If you ever had any doubts about the reality of climate change, ask any winemaker in the world. From England to Australia, winemakers either lament or praise the changes warmer temperatures bring.
For instance English winemakers are delighted with the sun and warmth which is nourishing the fledging wine industry in Great Britain. But winemakers in Bordeaux aren’t so happy because it is causing havoc. Grape growers in Australia’s Barossa Valley note that the ripening period was 24 days in 2013, compared with 47 days in 1998. The implication is that wineries in cooler climates will find their grapes ripening earlier which is fine except that their vineyards are probably planted with grapes appropriate for that climate. The same is true for wineries is hot weather climes; what do they do with their grapes that will develop exorbitant alcohol levels?
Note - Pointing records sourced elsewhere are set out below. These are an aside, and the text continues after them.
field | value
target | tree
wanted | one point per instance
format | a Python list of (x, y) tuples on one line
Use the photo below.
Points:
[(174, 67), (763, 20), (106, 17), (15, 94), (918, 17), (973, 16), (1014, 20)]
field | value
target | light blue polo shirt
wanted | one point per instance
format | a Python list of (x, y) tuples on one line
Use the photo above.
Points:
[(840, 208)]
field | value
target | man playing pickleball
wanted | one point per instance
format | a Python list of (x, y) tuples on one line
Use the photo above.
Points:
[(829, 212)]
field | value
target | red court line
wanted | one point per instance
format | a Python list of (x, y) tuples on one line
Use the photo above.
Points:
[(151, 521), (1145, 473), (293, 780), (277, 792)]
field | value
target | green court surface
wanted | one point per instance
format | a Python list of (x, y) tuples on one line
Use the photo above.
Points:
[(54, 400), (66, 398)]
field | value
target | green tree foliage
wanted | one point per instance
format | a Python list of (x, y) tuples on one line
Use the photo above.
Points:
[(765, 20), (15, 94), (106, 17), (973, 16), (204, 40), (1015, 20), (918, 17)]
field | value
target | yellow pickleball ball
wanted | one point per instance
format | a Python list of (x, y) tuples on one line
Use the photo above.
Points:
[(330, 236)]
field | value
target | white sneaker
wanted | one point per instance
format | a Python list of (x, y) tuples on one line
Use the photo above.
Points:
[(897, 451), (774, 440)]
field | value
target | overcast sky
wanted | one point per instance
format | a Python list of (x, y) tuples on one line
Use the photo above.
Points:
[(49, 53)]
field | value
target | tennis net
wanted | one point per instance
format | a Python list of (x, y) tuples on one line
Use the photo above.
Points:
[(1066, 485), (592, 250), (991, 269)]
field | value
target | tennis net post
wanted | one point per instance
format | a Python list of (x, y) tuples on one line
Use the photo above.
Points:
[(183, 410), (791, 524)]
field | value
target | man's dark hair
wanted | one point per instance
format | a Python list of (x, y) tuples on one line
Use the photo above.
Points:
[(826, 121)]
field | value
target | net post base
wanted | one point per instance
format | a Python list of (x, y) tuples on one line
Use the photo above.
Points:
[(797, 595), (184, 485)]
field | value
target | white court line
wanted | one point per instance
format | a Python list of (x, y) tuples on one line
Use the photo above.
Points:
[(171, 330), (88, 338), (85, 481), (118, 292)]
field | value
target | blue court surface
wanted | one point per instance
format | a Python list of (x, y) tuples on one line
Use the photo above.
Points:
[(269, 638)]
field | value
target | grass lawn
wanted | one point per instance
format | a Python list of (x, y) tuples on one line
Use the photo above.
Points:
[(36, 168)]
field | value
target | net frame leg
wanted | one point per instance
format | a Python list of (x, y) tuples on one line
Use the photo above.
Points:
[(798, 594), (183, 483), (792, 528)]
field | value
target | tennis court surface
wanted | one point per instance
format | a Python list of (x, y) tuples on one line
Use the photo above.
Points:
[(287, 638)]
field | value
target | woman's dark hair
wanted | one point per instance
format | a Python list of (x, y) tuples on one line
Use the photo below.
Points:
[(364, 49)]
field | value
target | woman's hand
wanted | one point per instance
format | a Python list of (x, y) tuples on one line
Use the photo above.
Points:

Grapes left too long on the vine continue ripening and accumulate more sugar, which yeast turns to alcohol during fermentation- so more sugar means more alcohol which also affects the flavor. Does that mean that wineries have to produce dessert wines instead?
Wineries are turning to innovative techniques to try to mitigate the problem. For instance, Taylors Wines, the biggest wine company in the Clare Valley and the 11th largest in Australia by volume, is running its first trial of the delayed-pruning method. This method involves pruning plants in October, compared with the traditional time of late May or early June.
There are huge implications- Germany’s historically cool climate produces the world’s best rieslings but can warmer climates nurture riesling? Southern Italy is historically warm and harvest begins in August. Does warmer climates mean harvesting in July or June? This is really a big issue and my solution: run to the fridge and drink a glass of wine.